Domenico ultimately accepts the company of the attentive Gortchakov, and invites him to the abandoned house where he had kept his family in captivity. Domenico reflects on the folly of his actions as a desperate and selfish attempt to spare his family from a self-destructive and dying world. He implores Gortchakov to perform a seemingly innocuous task that he, considered mentally unstable by the villagers, is unable to execute: to cross the pool of St. Catherine with a lighted candle, as part of a greater redemptive design. Gortchakov is reluctant to undertake Domenico’s illogical request, but is intrigued by the fragmented messenger, and does not refuse him. He spurns the sensual Eugenia who inevitably leaves him, preferring to immerse himself in the solitude of his surreal memories and vague conversations with Domenico. Separated from his family, far from his homeland, and now alone, Gortchakov slips further into a state of profound isolation and unrequited longing, his own spiritual nostalghia.

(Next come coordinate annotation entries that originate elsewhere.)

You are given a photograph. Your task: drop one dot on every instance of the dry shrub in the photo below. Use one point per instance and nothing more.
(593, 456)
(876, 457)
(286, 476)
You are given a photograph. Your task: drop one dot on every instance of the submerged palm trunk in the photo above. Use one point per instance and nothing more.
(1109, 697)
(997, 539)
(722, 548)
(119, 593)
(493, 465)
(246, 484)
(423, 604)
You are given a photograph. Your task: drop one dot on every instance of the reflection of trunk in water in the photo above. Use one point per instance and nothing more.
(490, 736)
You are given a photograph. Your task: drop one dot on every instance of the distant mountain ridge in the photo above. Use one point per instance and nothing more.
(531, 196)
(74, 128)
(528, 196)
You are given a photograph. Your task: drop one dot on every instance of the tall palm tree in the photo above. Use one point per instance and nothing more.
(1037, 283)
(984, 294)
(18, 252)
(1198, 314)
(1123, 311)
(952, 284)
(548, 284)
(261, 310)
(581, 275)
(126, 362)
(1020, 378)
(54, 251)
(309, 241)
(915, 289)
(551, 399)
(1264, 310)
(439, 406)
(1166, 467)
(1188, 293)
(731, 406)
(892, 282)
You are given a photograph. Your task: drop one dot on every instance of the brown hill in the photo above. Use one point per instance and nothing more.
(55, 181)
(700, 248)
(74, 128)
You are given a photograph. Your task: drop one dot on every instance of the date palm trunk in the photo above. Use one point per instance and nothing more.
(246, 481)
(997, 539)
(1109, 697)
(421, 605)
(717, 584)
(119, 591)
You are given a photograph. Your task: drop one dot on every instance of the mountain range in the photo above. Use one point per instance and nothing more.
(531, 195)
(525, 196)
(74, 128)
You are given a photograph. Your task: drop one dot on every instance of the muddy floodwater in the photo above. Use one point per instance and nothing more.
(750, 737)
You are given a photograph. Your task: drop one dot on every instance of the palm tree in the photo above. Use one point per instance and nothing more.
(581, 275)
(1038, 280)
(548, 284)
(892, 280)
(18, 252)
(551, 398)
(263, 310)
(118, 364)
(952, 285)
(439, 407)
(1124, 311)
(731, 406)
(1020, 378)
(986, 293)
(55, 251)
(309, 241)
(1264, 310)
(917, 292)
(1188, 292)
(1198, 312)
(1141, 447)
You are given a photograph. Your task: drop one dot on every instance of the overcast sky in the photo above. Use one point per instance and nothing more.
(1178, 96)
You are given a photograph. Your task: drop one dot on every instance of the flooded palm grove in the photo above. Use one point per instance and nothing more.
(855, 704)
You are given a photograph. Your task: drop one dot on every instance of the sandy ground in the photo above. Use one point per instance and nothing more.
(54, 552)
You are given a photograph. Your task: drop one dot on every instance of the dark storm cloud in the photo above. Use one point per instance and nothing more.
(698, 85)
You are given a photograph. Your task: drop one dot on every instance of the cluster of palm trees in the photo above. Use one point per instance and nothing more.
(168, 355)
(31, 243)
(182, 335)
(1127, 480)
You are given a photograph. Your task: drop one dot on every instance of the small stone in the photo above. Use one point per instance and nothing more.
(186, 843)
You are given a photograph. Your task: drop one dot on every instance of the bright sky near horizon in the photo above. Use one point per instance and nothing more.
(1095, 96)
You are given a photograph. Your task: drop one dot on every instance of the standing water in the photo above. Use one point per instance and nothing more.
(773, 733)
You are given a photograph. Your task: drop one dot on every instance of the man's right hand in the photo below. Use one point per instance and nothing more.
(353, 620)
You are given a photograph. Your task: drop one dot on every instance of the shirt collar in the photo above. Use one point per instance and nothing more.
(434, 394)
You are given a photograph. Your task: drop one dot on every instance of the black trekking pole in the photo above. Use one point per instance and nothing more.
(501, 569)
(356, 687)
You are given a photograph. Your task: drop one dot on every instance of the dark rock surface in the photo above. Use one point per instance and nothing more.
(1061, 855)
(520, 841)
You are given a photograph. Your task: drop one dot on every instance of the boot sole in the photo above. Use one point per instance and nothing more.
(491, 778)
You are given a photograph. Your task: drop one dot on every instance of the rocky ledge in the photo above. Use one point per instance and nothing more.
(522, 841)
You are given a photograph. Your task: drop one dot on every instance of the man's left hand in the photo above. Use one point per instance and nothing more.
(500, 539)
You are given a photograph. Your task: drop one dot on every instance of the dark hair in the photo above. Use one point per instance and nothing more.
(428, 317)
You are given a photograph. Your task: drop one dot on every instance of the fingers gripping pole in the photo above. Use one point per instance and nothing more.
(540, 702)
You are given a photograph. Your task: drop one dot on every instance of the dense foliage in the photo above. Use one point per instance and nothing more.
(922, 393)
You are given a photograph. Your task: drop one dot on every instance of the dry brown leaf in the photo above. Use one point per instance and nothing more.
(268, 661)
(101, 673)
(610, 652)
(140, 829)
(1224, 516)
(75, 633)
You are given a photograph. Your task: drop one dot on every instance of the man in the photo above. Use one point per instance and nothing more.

Tarkovsky’s personal struggle between love of country and creative freedom culminated during the filming ofNostalghia, and inevitably led to his defection to the West in 1983 with his wife, Larissa, leaving behind their son, Andriuschka, in the Soviet Union. Through the melancholic Gortchakov, Tarkovsky attempts to reconcile his own feelings of emotional abandonment, loss of cultural identity, alienation, and artistic need. The astonishing final shot shows Gortchakov in the foreground of an ethereal coexistence between the two worlds, as the Russian farmhouse becomes encapsulated within the arching walls of a Roman cathedral. It is both an idealized and an ominous closure, as the muted colors of the Russian landscape now suffuse the Italian streets, tainting them with the pallid hues of unrequited longing-a tenuous reunification of the spiritual schism within Gortchakov’s soul.